1. HELOC: Home equity line of credit

Depending on how long you have lived in your home you have probably built up some equity. This usually takes at least three to four years. Another way to think of this is as money that is not being used that is tied to the home.

In order to use this equity, you can get a home equity line of credit, other wise known as HELOC. The way this credit option works is the homeowner uses their equity as collateral to borrow the funding. This interest only loan works very similar to a credit card and you just pay the interest as you go.

Disadvantage: the interest automatically kicks in as soon as the funds are used.
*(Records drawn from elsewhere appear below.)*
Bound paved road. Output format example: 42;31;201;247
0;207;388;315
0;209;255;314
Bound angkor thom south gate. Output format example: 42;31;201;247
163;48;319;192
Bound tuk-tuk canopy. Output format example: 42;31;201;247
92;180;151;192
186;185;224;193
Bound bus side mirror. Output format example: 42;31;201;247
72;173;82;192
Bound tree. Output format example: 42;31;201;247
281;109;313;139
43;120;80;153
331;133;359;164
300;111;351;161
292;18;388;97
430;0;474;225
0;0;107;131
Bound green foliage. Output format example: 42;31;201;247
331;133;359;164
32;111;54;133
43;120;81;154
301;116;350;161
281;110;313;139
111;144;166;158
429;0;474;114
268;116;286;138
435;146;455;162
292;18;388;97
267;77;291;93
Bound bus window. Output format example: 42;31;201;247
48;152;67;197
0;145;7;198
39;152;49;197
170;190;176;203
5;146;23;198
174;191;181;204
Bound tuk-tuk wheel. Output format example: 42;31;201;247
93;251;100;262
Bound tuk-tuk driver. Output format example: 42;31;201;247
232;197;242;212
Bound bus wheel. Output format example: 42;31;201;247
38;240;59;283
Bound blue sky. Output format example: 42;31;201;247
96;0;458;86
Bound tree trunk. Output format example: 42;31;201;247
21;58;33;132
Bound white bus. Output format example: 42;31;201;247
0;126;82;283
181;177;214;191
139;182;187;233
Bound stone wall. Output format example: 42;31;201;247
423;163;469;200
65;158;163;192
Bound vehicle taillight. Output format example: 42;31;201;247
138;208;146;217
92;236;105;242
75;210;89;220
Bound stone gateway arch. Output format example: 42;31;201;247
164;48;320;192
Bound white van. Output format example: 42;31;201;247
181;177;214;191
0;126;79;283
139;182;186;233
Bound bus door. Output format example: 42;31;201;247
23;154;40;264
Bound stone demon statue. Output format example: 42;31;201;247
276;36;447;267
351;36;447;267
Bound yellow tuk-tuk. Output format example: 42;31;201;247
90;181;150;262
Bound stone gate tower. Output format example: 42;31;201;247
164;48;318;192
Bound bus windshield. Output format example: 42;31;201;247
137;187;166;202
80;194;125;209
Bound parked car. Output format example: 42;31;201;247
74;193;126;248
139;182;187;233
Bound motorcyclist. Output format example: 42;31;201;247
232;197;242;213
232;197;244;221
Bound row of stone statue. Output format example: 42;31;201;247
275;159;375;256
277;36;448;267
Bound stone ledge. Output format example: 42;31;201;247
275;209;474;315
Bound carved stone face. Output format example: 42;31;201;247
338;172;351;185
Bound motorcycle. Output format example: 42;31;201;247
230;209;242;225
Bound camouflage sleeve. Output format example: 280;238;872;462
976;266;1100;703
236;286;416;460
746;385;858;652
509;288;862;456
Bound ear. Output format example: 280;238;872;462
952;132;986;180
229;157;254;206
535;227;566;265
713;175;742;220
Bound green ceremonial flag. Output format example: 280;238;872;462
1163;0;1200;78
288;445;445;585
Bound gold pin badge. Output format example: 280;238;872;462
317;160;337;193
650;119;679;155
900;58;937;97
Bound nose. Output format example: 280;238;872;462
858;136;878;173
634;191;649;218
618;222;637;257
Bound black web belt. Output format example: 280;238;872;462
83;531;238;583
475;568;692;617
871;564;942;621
Because of this, HELOC is best used for long term projects because you can take out the funds as needed instead of in full. Repayment options can be flexible as well as the option for variable interest rates.

2. Personal Loan

If you do not have a decent amount of equity in your home, or you simply just do not want to touch your equity, a personal loan would be another option to consider in financing your home improvement project.

This option works best if you are in a hurry and the amount you need to borrow isn’t a lot. For many personal loan lenders, the minimum amount they can lend can even be just a few thousand dollars.

Disadvantage: the interest rates are higher because there aren’t assets that are being relied upon. Also, the repayment periods are shorter ranging between three and seven years usually.

3. Credit Cards

This could be another viable option and renovation experts have been noticing this being done more and more because homeowner can also earn points and rewards by using credit cards.

Disadvantage: high interest rates. Some companies might offer a 0% APR for a period of time but more often than not you will end up with a double-digit interest rate.

4. Short Term Rental

If all these other options do not appeal to you, you could always opt to offer your house or a space in your house as a short-term rental via Airbnb or VRBO. This can generate an additional $600 – $1,200 per month for most homeowners, depending on the location.

Disadvantage: hosting. You will be responsible for managing guests and making the property livable. This includes providing small items like toiletries and linens. This process also involves permit paperwork which can add up with fees.